Nunca estivemos tão cegos


Enquanto fatos acontecem, há quem deseje apenas que os outros passem a vê-los

Há quatro anos meus olhos devoravam no escuro do cinema o filme Ensaio Sobre a Cegueira. A narrativa que nos conduzia a reflexão sobre a cegueira das relações humanas, hoje, quatro anos depois, me causa medo e decepções, por mostrar-se tão perto da realidade dos últimos dias.
Nossa dimensão de crença na materialização do real quase sempre se consolida em planos distantes. Esperamos não ver e não viver muitas coisas. Tendemos a achar que os riscos estão longe e que nunca chegarão até nós. Amargo engano. Os fatos acontecem exatamente quando nos damos ao luxo de duvidar do seu potencial de materialização.
E assim o Ensaio tornou-se uma realidade. De frente para TV, com páginas da internet abertas, todo o assunto e toda a cegueira se mostram visíveis e epidêmicos em posts, vídeos e ações. Alguns como produtos de entretenimento, outros como promoção pessoal.
Nunca imaginei ver, ainda que por meio de terceiros, imagens de seres humanos em condições tão abaixo de qualquer experiência racional. Seres humanos -- homens, mulheres e crianças, talvez isso tenha chocado mais ainda -- em meio ao caos do fim do mundo na luta pela sobrevivência, agora saqueiam lojas, supermercados atrás de alimentos, roupas e eletros. Outros saem por aí ameaçando, exterminando a pouca sensação de segurança que temos, causando pânico e histeria.
A realidade do ser humano retratada em filmes passa a tomar forma na vida real. O conforto em notar que àquilo é ficção cessa, agora é real e está ao seu lado. Àqueles mesmos ambientes onde um dia passou, riu, se divertiu com seus entes, se transformam em desertos de medo e insegurança. No meio de corredores escuros e sombrios, olhos assustados temendo o quê você possa ser.
Jogos políticos, econômicos, interesses pessoais, interesses de classe, todos eles são postos aqui num mesmo lugar sem qualquer ordem, cujo resultado é apenas um: o caos. A terra que ninguém é dono de ninguém, em que matar, saquear, ameaçar, causar pânico e histeria são elementos banais. É inacreditável e triste. Triste perceber o quão estamos cegos com o nosso futuro e com o nosso presente.
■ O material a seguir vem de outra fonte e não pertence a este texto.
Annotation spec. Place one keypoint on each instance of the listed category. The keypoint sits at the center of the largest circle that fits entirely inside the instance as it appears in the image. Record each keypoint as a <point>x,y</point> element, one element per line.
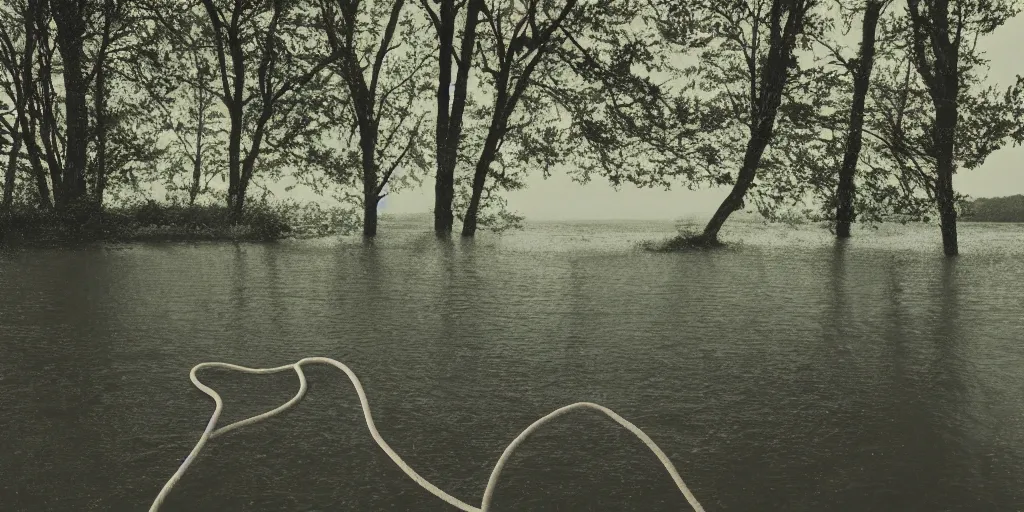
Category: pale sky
<point>559,198</point>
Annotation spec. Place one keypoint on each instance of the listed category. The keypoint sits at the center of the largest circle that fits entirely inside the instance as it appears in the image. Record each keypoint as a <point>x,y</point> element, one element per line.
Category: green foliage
<point>148,220</point>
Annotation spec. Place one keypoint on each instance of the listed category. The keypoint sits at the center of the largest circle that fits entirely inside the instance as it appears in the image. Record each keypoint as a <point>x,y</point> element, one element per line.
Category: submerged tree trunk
<point>9,173</point>
<point>450,110</point>
<point>945,127</point>
<point>99,170</point>
<point>940,72</point>
<point>752,158</point>
<point>766,97</point>
<point>846,189</point>
<point>479,178</point>
<point>198,159</point>
<point>71,24</point>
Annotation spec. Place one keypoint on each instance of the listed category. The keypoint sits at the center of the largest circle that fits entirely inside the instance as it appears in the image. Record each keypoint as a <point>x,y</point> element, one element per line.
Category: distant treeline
<point>1008,209</point>
<point>102,101</point>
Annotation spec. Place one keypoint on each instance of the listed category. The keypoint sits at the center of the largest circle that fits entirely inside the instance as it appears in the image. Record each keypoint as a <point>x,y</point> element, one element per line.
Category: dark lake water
<point>787,374</point>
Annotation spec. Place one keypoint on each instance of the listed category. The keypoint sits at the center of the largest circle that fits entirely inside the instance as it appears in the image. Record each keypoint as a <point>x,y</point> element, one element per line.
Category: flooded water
<point>785,374</point>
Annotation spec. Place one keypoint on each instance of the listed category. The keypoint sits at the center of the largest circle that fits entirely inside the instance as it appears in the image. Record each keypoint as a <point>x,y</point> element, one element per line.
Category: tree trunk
<point>99,178</point>
<point>752,158</point>
<point>449,131</point>
<point>9,173</point>
<point>198,159</point>
<point>371,195</point>
<point>370,214</point>
<point>945,127</point>
<point>479,178</point>
<point>77,118</point>
<point>846,189</point>
<point>235,156</point>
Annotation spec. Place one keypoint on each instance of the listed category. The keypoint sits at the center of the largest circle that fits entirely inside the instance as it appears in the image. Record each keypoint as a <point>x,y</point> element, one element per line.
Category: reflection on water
<point>791,373</point>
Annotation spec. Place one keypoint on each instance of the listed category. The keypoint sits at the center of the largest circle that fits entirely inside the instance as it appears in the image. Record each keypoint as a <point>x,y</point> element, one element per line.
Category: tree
<point>451,97</point>
<point>937,35</point>
<point>521,37</point>
<point>17,42</point>
<point>394,57</point>
<point>742,26</point>
<point>176,72</point>
<point>861,70</point>
<point>71,18</point>
<point>282,52</point>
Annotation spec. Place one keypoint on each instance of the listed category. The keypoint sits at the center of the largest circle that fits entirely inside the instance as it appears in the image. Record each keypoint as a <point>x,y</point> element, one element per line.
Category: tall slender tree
<point>937,34</point>
<point>452,96</point>
<point>382,90</point>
Se o homem morre no bairro distante, ele é encarado apenas como o homem distante de nossos problemas e da nossa realidade. Agora quando esse homem é próximo, se escuta imediatamente: precisamos agir. Ainda não notamos de que precisamos agir em ambas as situações. O problema não está distante da gente, está ao alcance dos nossos olhos. Só precisamos de sensibilidade para extinguir a cegueira.
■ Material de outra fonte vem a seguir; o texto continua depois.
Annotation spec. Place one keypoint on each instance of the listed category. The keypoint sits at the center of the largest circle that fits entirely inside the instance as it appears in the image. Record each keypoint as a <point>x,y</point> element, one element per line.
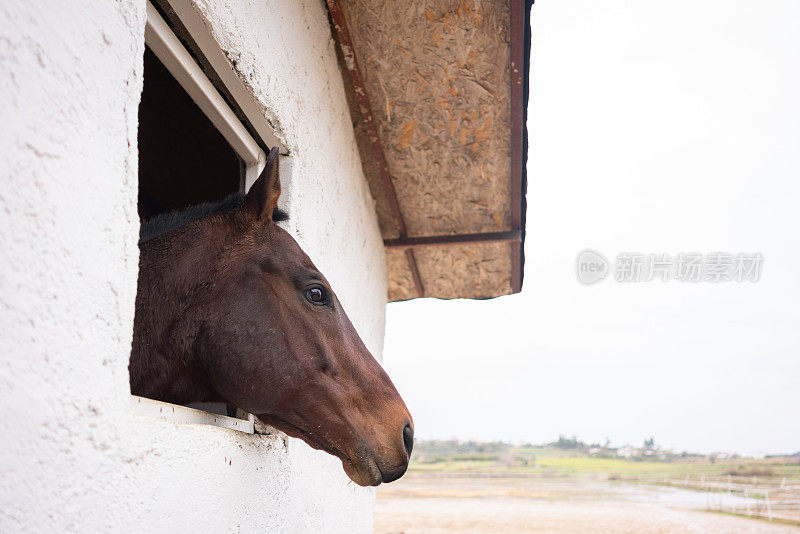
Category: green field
<point>455,457</point>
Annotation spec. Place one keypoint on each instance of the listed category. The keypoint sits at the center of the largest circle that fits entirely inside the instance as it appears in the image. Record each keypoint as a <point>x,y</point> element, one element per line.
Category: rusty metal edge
<point>345,44</point>
<point>520,70</point>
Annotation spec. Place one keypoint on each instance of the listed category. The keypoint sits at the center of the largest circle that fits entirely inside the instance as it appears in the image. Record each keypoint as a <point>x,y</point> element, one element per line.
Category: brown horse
<point>230,309</point>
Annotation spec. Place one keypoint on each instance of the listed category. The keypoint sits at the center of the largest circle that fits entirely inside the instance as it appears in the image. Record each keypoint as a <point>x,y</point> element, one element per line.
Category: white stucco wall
<point>73,455</point>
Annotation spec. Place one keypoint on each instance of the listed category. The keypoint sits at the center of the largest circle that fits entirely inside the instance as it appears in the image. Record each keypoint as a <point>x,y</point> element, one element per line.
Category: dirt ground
<point>436,503</point>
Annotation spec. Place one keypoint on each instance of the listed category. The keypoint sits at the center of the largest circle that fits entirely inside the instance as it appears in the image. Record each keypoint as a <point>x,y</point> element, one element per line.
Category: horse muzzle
<point>367,468</point>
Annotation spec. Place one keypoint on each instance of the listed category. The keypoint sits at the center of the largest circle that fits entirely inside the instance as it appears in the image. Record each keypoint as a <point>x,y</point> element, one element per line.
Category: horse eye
<point>317,296</point>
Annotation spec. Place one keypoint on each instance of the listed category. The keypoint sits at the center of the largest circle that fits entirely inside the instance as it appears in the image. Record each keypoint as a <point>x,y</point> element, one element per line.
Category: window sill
<point>182,414</point>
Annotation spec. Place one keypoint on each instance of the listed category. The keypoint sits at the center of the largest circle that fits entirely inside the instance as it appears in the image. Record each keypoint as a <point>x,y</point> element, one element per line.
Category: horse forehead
<point>285,250</point>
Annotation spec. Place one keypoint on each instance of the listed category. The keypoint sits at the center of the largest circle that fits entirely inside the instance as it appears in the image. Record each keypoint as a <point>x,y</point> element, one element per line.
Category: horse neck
<point>163,365</point>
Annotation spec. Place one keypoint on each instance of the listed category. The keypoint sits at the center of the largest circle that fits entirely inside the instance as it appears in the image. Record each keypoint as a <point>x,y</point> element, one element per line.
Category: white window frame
<point>181,65</point>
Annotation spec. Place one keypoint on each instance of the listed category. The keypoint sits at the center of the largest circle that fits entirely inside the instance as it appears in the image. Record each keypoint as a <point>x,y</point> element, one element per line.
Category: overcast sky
<point>656,127</point>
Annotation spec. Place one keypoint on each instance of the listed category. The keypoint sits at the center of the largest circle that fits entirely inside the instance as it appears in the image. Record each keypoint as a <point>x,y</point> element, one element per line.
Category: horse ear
<point>262,198</point>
Enquanto vejo pessoas preocupadas com o evento ou festa que foi cancelado, vejo outras pessoas pensativas e um tanto preocupada sobre o que será o hoje ou o amanhã. Culpam governantes, mas são incapazes de refletir sobre as ações deles, e principalmente, na hora de lhe entregar o poder.
É triste perceber que a capital baiana se preocupa com futilidades e que não consegue olhar a sua realidade -- ou estrategicamente a ignora -- para então passar a agir. Perceber a manipulação por diversos interesses e pelo poder torna tudo mais reflexivo ainda. É um sistema falho, desumano e surreal. Enquanto fatos acontecem, há quem deseje apenas que os outros passem a vê-los.
Cenas que remetem ao filme e ao livro Ensaio sobre a cegueira estão materializando-se numa velocidade assustadora. Em que situação chegamos por interesses e descasos com nós mesmos.
Agora estamos no centro, nas discussões  mas daqui a pouco é carnaval e tudo estará bem. Há quem diga, ainda neste caos que vive a Bahia, que realmente estamos bem.
Saramago lá em Portugal em uma época diferente dessa estava certo. Estamos cada vez mais cegos e cada vez menos humanos e racionais. O fim do mundo agendado para 2012 é o fim dos níveis do espírito de humanidade que possa restar aos seres humanos. Vou torcer por dias melhores ou pelo menos com visão saudável, porque viver nesse caos e medo não faz bem. Nem para o hoje e nem para o futuro.